Mobile Money for Health Case Study: CCBRT – Text to Treatment (Tanzania)
Categories: Digital Finance, Maternal, Neonatal and Child Health (MNCH), Publications
Resource Type: Case Studies
Authors: Health Finance and Governance (HFG)
Published: 10/31/2015
This case study is one of 14 case studies profiled in the Mobile Money for Health Case Study Compendium.

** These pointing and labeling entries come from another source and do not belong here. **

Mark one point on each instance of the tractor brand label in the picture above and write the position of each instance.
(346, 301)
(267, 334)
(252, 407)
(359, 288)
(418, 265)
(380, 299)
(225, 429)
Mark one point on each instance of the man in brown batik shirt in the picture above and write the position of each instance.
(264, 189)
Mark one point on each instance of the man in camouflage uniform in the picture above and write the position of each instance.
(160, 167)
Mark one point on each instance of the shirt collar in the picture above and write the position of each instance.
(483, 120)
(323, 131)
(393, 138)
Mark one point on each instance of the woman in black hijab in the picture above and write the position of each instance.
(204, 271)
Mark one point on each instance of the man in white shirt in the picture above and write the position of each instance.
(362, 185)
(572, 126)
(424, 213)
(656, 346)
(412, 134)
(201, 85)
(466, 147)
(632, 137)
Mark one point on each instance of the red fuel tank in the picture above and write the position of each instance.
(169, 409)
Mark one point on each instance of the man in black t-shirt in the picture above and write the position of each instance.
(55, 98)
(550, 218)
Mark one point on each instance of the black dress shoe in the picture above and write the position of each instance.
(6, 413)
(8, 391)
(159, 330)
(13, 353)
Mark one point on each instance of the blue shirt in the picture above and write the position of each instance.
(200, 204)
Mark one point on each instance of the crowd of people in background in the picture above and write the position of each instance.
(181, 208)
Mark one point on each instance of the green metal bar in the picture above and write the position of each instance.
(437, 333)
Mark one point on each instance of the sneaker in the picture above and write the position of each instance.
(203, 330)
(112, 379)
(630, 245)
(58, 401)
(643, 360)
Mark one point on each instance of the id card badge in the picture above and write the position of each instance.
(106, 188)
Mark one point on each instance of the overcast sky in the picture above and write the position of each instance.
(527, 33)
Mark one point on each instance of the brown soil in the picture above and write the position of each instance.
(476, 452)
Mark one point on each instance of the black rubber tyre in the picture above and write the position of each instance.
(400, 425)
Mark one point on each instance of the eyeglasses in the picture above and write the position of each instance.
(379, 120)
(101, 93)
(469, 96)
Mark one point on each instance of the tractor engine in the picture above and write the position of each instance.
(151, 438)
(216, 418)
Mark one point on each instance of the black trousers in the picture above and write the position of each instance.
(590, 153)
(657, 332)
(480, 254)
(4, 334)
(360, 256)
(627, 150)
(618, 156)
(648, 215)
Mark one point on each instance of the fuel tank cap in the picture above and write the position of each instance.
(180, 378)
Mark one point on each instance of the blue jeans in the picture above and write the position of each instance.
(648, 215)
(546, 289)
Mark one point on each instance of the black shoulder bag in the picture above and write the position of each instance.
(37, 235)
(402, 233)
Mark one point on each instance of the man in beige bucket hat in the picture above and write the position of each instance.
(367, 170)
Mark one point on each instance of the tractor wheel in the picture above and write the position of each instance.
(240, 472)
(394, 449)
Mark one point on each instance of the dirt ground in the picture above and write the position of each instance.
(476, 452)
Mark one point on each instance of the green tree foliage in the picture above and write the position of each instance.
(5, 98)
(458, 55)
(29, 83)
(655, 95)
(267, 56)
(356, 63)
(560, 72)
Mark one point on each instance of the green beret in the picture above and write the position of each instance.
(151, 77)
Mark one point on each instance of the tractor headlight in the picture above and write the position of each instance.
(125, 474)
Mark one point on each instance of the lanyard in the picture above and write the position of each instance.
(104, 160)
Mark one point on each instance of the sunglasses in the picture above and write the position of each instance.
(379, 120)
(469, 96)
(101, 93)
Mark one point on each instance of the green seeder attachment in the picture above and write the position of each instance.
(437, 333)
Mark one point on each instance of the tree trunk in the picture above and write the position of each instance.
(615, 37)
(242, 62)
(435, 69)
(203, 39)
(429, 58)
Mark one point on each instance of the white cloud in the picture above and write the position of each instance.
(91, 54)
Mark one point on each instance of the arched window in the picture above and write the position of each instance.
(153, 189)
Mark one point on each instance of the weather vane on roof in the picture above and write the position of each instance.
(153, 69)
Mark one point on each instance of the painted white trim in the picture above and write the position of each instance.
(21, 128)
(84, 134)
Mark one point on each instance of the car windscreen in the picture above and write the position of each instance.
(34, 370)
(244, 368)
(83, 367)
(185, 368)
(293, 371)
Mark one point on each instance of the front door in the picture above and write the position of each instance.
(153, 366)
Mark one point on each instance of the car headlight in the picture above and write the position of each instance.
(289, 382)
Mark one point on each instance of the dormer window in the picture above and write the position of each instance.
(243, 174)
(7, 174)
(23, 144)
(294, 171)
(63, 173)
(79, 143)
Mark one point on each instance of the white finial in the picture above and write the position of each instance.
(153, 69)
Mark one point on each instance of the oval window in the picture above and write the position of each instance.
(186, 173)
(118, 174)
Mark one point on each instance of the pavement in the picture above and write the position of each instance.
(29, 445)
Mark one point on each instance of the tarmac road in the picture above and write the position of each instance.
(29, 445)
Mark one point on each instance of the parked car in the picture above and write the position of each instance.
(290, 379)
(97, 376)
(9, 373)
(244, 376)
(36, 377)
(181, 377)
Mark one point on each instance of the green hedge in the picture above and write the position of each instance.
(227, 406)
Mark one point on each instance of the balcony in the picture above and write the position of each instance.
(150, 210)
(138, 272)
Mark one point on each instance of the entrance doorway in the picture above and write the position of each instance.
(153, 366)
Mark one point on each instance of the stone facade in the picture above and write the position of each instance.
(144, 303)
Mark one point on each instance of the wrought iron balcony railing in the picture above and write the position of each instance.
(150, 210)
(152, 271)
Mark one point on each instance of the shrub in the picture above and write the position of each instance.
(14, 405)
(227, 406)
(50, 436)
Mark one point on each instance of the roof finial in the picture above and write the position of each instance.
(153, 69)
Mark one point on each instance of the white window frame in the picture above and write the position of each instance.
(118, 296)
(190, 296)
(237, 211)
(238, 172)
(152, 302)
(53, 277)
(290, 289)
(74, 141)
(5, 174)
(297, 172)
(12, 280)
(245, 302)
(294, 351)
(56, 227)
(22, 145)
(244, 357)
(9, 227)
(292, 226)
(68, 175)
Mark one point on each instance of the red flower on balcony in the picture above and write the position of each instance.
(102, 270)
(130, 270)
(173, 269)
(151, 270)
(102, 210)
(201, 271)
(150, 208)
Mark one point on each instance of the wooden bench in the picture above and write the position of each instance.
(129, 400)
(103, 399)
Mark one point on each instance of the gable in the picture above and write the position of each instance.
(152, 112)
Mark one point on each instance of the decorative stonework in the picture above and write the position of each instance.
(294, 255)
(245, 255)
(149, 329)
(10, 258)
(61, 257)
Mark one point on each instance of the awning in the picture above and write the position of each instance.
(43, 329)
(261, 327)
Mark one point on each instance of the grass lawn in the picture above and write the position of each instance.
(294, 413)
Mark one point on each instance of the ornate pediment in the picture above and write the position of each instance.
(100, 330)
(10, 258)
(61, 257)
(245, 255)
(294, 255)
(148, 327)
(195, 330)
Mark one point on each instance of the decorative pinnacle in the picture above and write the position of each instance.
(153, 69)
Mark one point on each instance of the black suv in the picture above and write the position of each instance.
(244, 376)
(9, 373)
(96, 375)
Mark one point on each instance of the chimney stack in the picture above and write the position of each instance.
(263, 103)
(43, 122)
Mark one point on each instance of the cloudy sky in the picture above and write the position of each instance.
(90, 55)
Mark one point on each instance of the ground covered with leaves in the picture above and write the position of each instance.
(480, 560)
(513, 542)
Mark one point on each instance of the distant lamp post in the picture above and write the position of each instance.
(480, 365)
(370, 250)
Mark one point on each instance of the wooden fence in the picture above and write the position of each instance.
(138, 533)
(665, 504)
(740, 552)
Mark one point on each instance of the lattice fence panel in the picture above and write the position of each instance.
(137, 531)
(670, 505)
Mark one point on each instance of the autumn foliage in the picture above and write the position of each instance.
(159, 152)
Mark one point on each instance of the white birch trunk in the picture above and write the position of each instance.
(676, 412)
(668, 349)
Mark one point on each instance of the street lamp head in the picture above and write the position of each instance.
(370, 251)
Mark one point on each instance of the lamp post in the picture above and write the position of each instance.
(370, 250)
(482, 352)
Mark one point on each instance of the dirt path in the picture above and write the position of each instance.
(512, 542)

Each year, over 3,000 women in Tanzania become incontinent through obstetric fistula, a condition that is caused by prolonged or obstructed labor. Today, an estimated 24,000 women in Tanzania live with obstetric fistula, which is an easily treatable medical condition that often isolates women from their families and communities when unaddressed. Comprehensive Community-Based Rehabilitation in Tanzania (CCBRT) is seeking to address this problem. Since its inception in 1994, it has grown to be the largest indigenous provider of disability and rehabilitative services and surgeries in the country. In 2009, CCBRT began the “Text to Treatment” program, with support from the United Nations Population Fund (UNFPA) Tanzania Country Office. Recognizing that most people living in rural communities are unable to afford transportation to hospitals, and that many of the local healthcare facilities in these areas do not have the capacity to offer specialized services to people with disabilities, the program aims to make specialist services both more available and affordable to underserved populations.